Problems encountered with the zero copy function
Java applications hang when the zero copy function is enabled
Due to the internal synchronization that is required between the data source and the data sink when you use the zero copy function, a client or server application might hang if you enable the zero copy function for only one endpoint.
- Avoid using the same socket descriptor for parallel read and write operations when you use the zero copy function.
- Ensure that the zero copy function is enabled on both endpoints. For more information, see -Dcom.ibm.net.rdma.zeroCopy (Linux only).
- Ensure that the same zero copy threshold values are set on both endpoints. For more information, see -Dcom.ibm.net.rdma.zeroCopyThreshold (Linux only).
Java applications are not using the zero copy function
Java applications might not use the zero copy function even after you specify the -Dcom.ibm.net.rdma.zeroCopy=true parameter.
- You specified the -Dcom.ibm.net.rdma.zeroCopy=true parameter.
- The buffer sizes that are passed inside Java read and write calls exceed the value that is specified by the -Dcom.ibm.net.rdma.zeroCopyThreshold parameter. For more information about this parameter, see -Dcom.ibm.net.rdma.zeroCopyThreshold (Linux only).
- socketRead0Direct
- socketWrite0Direct
- RDMA_ReadDirect
- RDMA_SendDirect
Java applications do not scale
The zero copy function is designed for large data transfers, a few at a time. Due to internal synchronization, and resource allocation and management overheads, the scalability is restricted by the size of the data that is transferred.
Ensure that the usage scenario is close to that of file transfer (FTP) type of data transfers in zero copy mode.
Problems encountered with fork compatibility mode
Several problems can be associated with operating in fork compatibility mode between Java clients and native forked servers.
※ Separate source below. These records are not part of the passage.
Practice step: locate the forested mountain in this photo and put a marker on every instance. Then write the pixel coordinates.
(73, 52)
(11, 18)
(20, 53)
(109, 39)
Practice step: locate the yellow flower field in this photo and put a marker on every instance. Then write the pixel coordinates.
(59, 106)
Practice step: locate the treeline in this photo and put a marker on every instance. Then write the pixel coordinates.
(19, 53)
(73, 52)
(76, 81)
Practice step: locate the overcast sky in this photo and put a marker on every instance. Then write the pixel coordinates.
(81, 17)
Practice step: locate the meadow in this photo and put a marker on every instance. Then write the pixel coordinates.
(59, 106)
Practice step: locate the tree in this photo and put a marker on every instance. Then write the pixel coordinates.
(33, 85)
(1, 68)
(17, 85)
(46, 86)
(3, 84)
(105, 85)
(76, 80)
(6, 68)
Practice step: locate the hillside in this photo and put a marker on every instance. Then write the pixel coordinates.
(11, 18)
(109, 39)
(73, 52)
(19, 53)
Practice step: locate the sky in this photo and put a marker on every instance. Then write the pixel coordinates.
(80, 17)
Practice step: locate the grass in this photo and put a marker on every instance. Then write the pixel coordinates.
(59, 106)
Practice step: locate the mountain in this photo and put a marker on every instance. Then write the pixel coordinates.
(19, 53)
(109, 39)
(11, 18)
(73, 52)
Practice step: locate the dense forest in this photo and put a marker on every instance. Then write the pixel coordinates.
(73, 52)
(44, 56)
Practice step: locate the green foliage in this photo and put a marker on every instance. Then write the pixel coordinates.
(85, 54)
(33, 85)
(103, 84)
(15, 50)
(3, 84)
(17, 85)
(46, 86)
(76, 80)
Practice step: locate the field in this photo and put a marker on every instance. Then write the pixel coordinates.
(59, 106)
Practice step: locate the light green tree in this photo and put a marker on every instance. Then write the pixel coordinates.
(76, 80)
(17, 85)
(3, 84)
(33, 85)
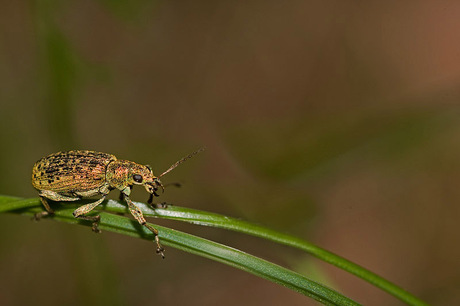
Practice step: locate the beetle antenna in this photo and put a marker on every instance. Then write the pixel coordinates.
(182, 160)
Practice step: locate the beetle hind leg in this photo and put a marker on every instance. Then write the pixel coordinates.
(82, 210)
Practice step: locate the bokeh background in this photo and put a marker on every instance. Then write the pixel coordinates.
(335, 121)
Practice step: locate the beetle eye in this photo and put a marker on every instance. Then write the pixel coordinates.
(137, 178)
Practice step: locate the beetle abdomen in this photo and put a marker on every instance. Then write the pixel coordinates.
(71, 171)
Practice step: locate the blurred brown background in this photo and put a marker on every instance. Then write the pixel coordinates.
(336, 121)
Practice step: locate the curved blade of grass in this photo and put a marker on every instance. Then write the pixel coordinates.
(195, 245)
(220, 221)
(216, 220)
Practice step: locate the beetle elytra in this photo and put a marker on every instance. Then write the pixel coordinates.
(74, 175)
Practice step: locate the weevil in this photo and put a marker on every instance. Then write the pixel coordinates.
(74, 175)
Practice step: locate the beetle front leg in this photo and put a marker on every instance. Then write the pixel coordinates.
(80, 211)
(54, 196)
(137, 214)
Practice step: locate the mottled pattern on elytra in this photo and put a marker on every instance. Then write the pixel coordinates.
(73, 170)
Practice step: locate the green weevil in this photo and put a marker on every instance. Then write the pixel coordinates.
(74, 175)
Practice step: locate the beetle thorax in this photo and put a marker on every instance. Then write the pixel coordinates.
(122, 173)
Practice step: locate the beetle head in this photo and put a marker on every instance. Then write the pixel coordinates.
(143, 175)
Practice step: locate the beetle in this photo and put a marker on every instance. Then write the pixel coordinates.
(78, 174)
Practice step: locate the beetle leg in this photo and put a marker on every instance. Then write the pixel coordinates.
(48, 209)
(80, 211)
(54, 196)
(137, 214)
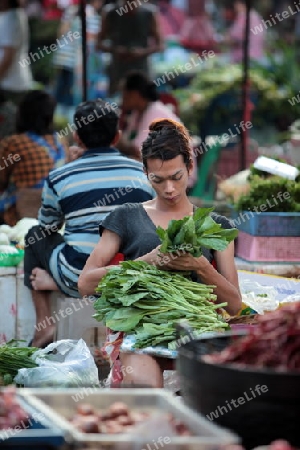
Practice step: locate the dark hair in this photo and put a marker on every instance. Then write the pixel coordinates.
(35, 113)
(96, 122)
(12, 4)
(138, 81)
(166, 140)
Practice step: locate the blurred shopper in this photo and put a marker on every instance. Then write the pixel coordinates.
(94, 58)
(130, 34)
(171, 19)
(28, 156)
(79, 195)
(15, 80)
(197, 32)
(7, 117)
(141, 98)
(235, 35)
(64, 61)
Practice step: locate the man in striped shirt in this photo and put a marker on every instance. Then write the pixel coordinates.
(78, 195)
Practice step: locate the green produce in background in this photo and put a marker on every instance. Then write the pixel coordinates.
(269, 191)
(193, 232)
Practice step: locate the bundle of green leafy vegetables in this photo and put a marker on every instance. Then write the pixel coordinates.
(193, 232)
(140, 299)
(275, 194)
(12, 358)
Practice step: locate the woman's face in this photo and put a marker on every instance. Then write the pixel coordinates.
(169, 178)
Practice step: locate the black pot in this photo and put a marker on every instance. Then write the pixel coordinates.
(258, 405)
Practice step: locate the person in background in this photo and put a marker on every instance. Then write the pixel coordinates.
(167, 161)
(78, 195)
(15, 80)
(94, 58)
(235, 35)
(52, 10)
(171, 19)
(130, 35)
(8, 111)
(140, 97)
(64, 61)
(29, 155)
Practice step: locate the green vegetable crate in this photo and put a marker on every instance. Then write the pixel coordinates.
(268, 249)
(267, 223)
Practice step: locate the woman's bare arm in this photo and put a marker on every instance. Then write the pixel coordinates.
(98, 262)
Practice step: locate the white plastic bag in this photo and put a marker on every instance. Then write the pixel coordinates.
(64, 363)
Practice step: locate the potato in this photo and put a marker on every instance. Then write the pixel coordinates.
(85, 409)
(118, 409)
(87, 424)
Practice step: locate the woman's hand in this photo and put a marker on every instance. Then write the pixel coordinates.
(183, 261)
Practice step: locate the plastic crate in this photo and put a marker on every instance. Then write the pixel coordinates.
(267, 223)
(266, 249)
(41, 434)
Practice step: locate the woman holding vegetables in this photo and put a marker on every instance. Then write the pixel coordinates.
(131, 230)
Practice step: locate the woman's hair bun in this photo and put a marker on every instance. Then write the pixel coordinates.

Native server error message librdmacm: Fatal: unable to open RDMA
device
- POWER® PC systems with a Mellanox RDMA over converged ethernet (RoCE) MT26448 adapter
- Redhat Enterprise Linux (RHEL) v6.4
- MLNX_OFED_LINUX-2.0-3.0.0
If you encounter this issue, upgrade to the latest version of the operating system and OFED software. If the problem persists, consider upgrading to the latest version of the Mellanox RoCE adapter.
Java clients hang
In fork compatibility mode, Java clients can hang when systems connect to native forked servers. This problem is associated with the RSocket preloading library. Internally the library creates a named semaphore, /rsocket_fork, when processing fork() support. However, when complete, the R-Socket library does not remove the semaphore, which persists until the system is rebooted. Any stale link or value for this named semaphore from a previous invocation blocks the native server from accepting remote client connections.
To work around this problem, use the rm command to unlink the /rsocket_fork named semaphore before fork() preloading begins. On Red Hat Enterprise Linux (RHEL), you can find the named semaphores in the directory /dev/shm. These files have a prefix of sem..
Java clients do not scale
The RSockets protocol currently offers fork preloading support only for simple applications that run under ideal conditions. While preloading a forked process, the RSockets library uses blocking semantics to migrate a connection to RDMA..
The current support for the fork() method in the RSocket is therefore inherently non-scalable. Java multithreaded clients that try to connect to native forked servers by using the native interoperability function might experience a large number of failed connections. To mitigate this problem, increase the client connection retry count to more than one.